ミクロな世界の住民たちのことを、「量子」という.
これが一応通常言われている説明である.
しかしより正確には、量子力学と呼ばれる日々触れる常識とはやや異なる法則に従って運動するものを「量子」と呼ぶ.
別に小さい必要はないのだ.
ただミクロな世界の住人たちは、この法則に直ちに従っており、発見もそのミクロな世界の観察によるものだから、「ミクロ」=「量子」と思われるわけだ.
この「量子」たちの振る舞いはおおよそ我々の常識からはかけ離れていて面白い.
例としてよく挙げられるのは、干渉をするということだ.
レーザーを細いスリットの穴を通すと、広がった光に変化する.これは回折と呼ばれる現象だ.

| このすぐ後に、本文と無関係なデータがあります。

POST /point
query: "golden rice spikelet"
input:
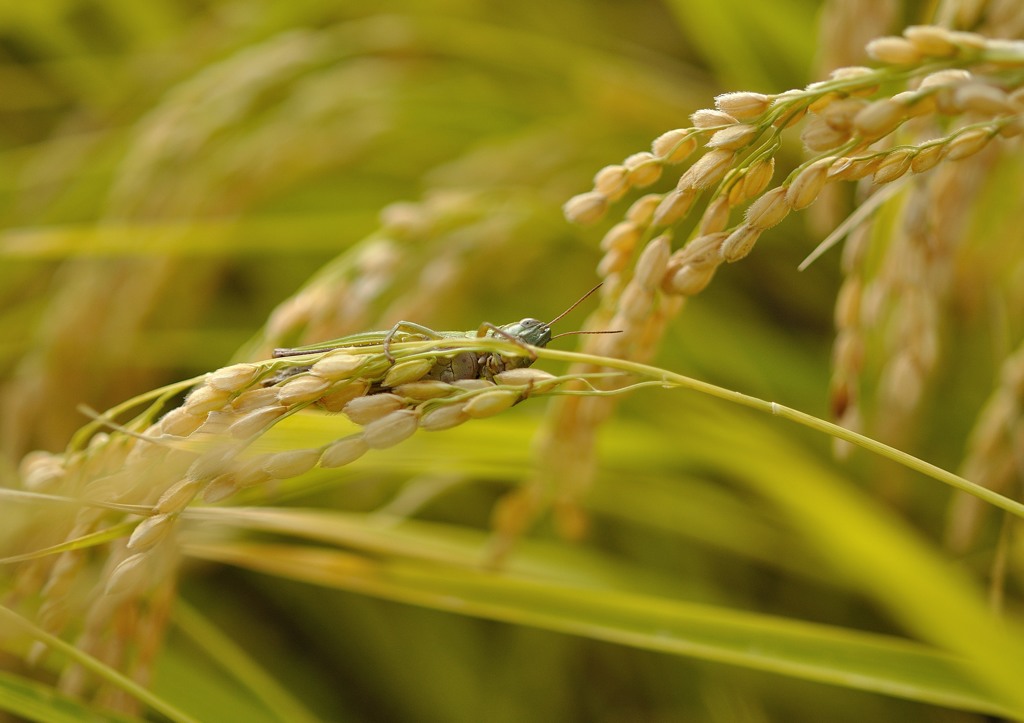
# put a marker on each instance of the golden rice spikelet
(254, 399)
(808, 183)
(391, 429)
(284, 465)
(364, 410)
(614, 260)
(738, 244)
(220, 487)
(129, 575)
(743, 104)
(893, 166)
(757, 177)
(624, 237)
(232, 378)
(337, 365)
(709, 118)
(674, 146)
(982, 98)
(701, 251)
(853, 168)
(689, 280)
(896, 51)
(488, 403)
(652, 262)
(818, 135)
(709, 169)
(880, 118)
(932, 40)
(336, 399)
(205, 399)
(586, 209)
(928, 158)
(716, 216)
(641, 212)
(151, 530)
(178, 496)
(425, 389)
(254, 422)
(343, 452)
(404, 372)
(769, 210)
(733, 137)
(442, 417)
(302, 388)
(967, 143)
(643, 168)
(674, 207)
(612, 181)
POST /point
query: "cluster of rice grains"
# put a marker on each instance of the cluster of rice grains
(204, 450)
(935, 96)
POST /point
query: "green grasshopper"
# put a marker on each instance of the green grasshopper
(464, 365)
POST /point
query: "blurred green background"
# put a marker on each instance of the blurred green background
(171, 172)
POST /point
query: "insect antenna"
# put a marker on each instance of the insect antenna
(577, 303)
(603, 331)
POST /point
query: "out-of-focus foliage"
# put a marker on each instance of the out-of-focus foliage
(172, 172)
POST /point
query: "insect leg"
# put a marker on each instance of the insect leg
(409, 328)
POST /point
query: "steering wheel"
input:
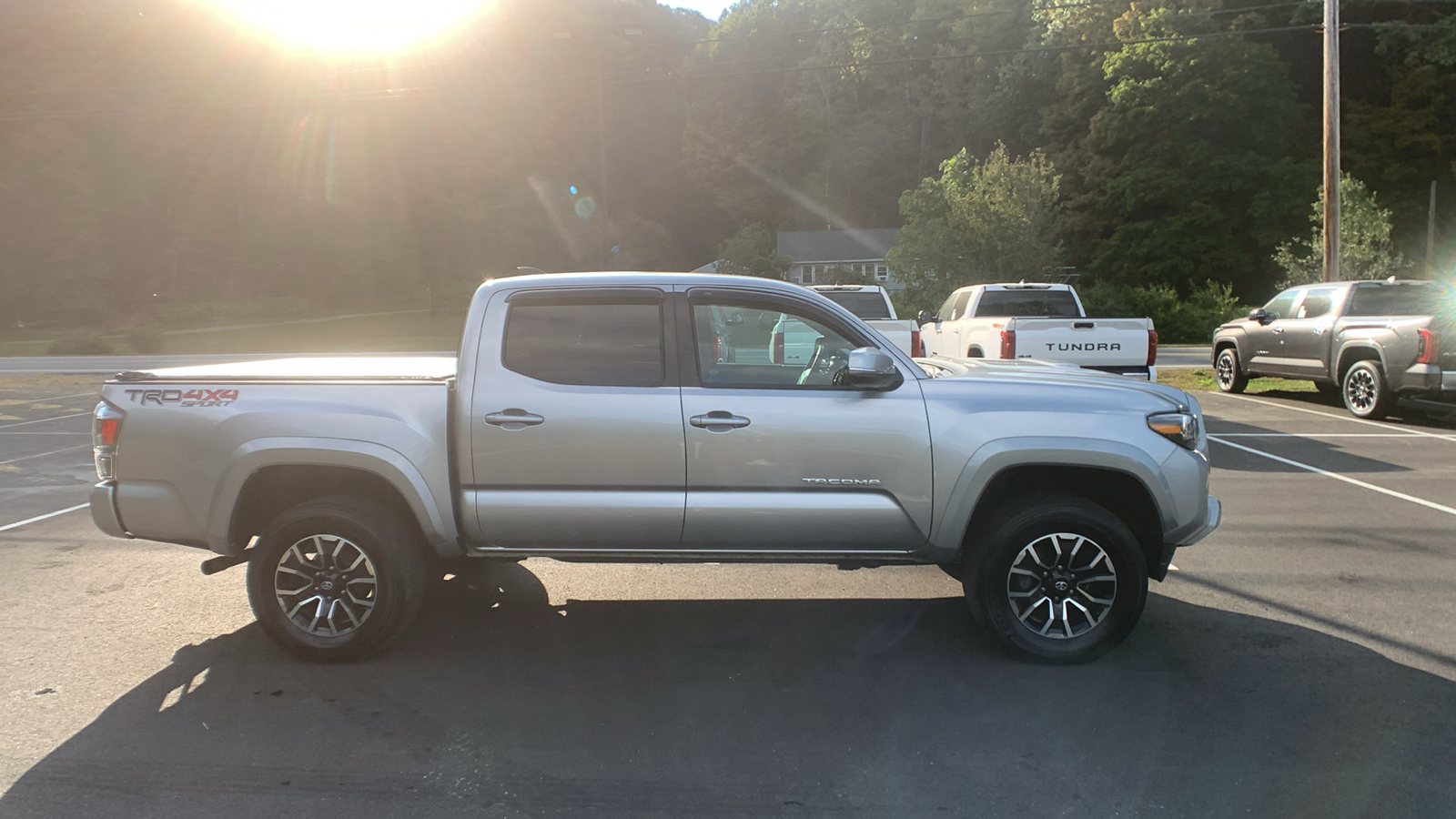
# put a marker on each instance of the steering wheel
(826, 366)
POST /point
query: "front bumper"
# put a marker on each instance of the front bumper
(1210, 522)
(104, 511)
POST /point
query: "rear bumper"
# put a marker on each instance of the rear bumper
(104, 511)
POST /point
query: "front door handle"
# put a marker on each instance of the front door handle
(718, 421)
(513, 419)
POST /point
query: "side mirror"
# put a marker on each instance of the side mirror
(871, 369)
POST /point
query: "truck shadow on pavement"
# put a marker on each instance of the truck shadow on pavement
(499, 704)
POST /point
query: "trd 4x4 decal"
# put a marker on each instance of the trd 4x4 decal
(184, 398)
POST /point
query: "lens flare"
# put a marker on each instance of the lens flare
(351, 25)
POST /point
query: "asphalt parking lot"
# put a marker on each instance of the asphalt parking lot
(1299, 662)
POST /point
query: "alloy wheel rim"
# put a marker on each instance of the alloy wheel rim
(1062, 586)
(1225, 370)
(1360, 389)
(327, 584)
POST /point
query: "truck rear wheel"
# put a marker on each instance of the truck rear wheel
(337, 579)
(1056, 579)
(1366, 392)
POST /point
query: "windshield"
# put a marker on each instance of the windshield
(1009, 303)
(864, 305)
(1401, 300)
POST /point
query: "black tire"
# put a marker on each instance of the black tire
(1045, 525)
(1366, 392)
(1228, 373)
(361, 560)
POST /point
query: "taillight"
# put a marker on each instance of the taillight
(1427, 347)
(106, 431)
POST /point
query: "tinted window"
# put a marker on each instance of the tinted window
(1011, 303)
(1281, 305)
(602, 344)
(764, 347)
(864, 305)
(1401, 300)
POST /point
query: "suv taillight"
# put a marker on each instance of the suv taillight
(106, 431)
(1427, 347)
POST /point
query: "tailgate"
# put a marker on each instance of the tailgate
(1087, 343)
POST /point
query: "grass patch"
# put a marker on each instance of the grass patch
(1203, 380)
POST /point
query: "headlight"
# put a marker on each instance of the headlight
(1178, 428)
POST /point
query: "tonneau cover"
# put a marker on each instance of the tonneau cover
(364, 368)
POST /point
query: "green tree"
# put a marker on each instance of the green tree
(1365, 239)
(753, 251)
(994, 220)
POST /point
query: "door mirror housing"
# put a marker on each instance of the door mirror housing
(873, 370)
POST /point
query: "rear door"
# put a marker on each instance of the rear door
(779, 458)
(577, 423)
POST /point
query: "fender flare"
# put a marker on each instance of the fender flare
(378, 460)
(995, 457)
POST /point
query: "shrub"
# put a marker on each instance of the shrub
(80, 344)
(1177, 319)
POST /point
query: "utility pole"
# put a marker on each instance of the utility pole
(1331, 140)
(1431, 235)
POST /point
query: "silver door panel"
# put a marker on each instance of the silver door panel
(837, 521)
(575, 519)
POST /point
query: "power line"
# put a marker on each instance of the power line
(616, 77)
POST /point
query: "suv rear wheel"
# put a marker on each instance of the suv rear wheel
(1056, 579)
(337, 579)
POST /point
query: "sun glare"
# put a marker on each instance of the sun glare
(351, 25)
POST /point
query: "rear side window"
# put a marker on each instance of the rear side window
(586, 343)
(864, 305)
(1401, 300)
(1012, 303)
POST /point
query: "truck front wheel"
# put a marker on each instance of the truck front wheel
(1056, 579)
(337, 579)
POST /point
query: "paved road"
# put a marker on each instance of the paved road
(1300, 662)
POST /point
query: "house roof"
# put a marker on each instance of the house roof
(836, 245)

ではその回折した光を、更にふたつのスリットに通すことを考えてみよう.そのスリットの形状や場所によって、通ることが許された光がフィルターを通したように残りそうなものである.
驚いたことにふたつの光は干渉を起こすことによって、予想とは全く模様を発生させる.
この現象は光に顕著な性質であるが、「量子」たちも同様にこの干渉を引き起こす.
例えばミクロな世界の住人代表、電子である.
電気製品を動かす源として働いている電子たち.この電子も同様にスリットを通して、干渉を起こすことが確認されている.
電子というと理科の教科書的な説明では、単なる玉のように扱われている.
それだったらスリットを通ったものだけが真っすぐ進むのだから変な模様には見えないはずだ.しかし電子が従うのは「量子」の法則.我々の常識とは異なるというわけだ.
先ほどの光の回折現象のようにふたつのスリットのどちらも通る可能性がある場合に、干渉を起こすという不思議な性質が現れる.
しかし更に不思議なことに、その電子がふたつのスリットのどちらを通ったのかを区別するための装置を別途用意すると、この量子としての性質は途端に失われる.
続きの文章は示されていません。